Johns suffers from severe repression – due to his guilt complex from his infancy and triggered by the death of the real Dr. Edwards.  He has blocked out what happened to his brother so severely, that he has blocked out his own identity.  Objects are, at once, both strange and familiar.  With the cigarette case, he finds that it is an object “that frightens me, though I don’t know why it should.”  He has repressed how he burned his hand, represses words that are “in the corner of my head.”  This displacement helps him to squash down emotion.  Trying to help him cope with this disillusionment from reality, Constance reassures him that he can “remain sane by forgetting something too horrible to remember.” He seems to re-trigger the uncanny, arousing his own dread and horror, as he encounters a number of things that frighten him that shouldn’t.  As Freud would say: “What is uncanny is frightening precisely because it is not known and familiar.” (826)  Something as simple and seemingly non-threatening as repeating fork lines in white fabric, a pattern on a robe, or tracks in snow throughout the film become an object of terror wherein our protagonist loses his grip n reality.  And in this case, the dream becomes the reality.  It is, as Baudry would say, more real than real.  It goes as far as to even convince John of his own guilt without an evidence or memory of having done something wrong.   He seems to be, as one character comments, “bumping head against reality and saying that it wasn’t there.”  It’s a “desire to desire” to find the truth.

But it is in this very quest that reality blurs once again.  Freud surmises that uncertainty emerges in the not knowing if we are in the real world or a made up one inside the story.  As John experiences this phenomenon, so can we, as the audience.  When writing about the uncanny, Freud says that man can become somewhat of a doll when he is worked upon; the very thing that John is experiencing.  He further clarifies: “If psycho-analytic theory is correct in maintaining that every effect belonging to an emotional impulse, whatever its kind, is transformed, if it is repressed, into anxiety, then among instances of frightening things there must be one class in which the frightening element can be shown to be something repressed which recurs.” (833)  Freud states that in a well designed story of the uncanny, many things are not clear.

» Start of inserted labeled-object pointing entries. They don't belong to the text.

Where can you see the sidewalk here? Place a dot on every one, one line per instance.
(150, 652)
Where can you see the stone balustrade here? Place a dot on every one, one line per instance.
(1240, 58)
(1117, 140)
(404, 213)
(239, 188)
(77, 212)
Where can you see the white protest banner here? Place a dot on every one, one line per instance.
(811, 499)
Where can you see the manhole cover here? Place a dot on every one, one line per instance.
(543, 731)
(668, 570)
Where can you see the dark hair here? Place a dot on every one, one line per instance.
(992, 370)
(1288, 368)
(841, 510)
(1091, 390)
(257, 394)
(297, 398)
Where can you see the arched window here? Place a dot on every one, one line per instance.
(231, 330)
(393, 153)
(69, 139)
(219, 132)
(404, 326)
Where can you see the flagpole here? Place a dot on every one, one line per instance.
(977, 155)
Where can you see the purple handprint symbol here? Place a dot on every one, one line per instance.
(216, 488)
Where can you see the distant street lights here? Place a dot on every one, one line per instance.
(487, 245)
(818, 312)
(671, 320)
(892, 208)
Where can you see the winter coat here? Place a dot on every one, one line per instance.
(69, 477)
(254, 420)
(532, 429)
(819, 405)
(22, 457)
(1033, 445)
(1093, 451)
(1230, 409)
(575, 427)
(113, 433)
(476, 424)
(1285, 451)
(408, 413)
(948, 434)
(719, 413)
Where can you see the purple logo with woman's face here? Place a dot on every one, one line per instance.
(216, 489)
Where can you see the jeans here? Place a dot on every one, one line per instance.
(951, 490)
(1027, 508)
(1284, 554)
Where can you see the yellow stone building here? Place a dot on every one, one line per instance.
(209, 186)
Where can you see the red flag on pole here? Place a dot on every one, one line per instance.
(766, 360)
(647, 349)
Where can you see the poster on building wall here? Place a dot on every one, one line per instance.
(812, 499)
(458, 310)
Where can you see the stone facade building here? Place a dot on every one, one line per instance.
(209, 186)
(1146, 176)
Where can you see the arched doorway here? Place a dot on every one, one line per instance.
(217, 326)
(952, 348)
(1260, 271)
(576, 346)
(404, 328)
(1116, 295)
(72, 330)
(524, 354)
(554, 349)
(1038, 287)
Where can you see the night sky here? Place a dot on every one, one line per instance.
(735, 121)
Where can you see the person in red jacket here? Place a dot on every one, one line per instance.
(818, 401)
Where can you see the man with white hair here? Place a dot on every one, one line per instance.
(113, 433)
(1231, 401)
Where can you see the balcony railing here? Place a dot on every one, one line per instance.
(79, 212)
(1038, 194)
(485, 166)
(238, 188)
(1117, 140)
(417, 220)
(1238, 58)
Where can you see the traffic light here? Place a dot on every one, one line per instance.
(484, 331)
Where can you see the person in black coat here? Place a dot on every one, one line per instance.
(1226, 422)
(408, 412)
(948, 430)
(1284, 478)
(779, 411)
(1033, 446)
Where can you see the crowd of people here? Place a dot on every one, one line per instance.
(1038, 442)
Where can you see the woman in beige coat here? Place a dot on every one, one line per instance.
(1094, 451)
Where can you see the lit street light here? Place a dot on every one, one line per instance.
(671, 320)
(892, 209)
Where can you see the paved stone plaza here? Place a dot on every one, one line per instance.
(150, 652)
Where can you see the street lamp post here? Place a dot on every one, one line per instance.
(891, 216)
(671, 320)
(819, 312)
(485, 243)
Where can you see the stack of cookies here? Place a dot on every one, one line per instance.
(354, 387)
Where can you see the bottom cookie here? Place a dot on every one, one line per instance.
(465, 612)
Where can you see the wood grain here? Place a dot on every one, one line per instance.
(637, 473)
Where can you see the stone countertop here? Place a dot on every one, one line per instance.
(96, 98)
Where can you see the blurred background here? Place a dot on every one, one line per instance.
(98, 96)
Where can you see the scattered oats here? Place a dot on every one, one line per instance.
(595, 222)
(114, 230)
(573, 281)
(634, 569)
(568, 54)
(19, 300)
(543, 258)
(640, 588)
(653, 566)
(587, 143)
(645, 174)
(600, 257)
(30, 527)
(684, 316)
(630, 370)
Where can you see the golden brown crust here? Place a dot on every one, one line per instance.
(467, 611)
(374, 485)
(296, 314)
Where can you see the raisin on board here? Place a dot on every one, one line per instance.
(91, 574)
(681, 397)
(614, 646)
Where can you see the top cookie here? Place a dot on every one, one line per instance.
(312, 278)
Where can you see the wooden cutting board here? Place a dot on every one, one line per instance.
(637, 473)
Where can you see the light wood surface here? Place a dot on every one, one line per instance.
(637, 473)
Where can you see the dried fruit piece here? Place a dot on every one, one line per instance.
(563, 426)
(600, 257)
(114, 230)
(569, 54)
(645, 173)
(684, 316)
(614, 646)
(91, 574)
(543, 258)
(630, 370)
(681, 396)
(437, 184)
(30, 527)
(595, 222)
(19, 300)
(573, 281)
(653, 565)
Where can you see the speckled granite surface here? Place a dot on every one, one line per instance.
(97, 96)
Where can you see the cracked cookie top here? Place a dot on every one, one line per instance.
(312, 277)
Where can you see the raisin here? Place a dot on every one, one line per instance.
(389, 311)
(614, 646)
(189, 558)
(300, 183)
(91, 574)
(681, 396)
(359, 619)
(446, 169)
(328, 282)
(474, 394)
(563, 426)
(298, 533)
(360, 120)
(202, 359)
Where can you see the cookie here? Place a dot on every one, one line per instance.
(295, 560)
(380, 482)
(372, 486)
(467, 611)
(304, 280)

And we as the audience, often together with the character, are not sure of what is real.

If film is really a shadow of something, the question must then pose: what level of reality are we experiencing when we encounter a film?  We can, as Baudry suggests, get up and walk away from a film.  We are not tied down as were the prisoners in Plato’s essay.  Though we experience omniscience in seeing everything from the camera’s point of view, including holding the gun and firing it, we are still removed from it, becoming prey to our illusions.  Yet, we get into a darkened theatre, or room around a conference table, eating a bowl of delicious chili, and loose ourselves in the story, in the dream.  It becomes our reality for a time.  And in this strange environment, we can experience the uncanny.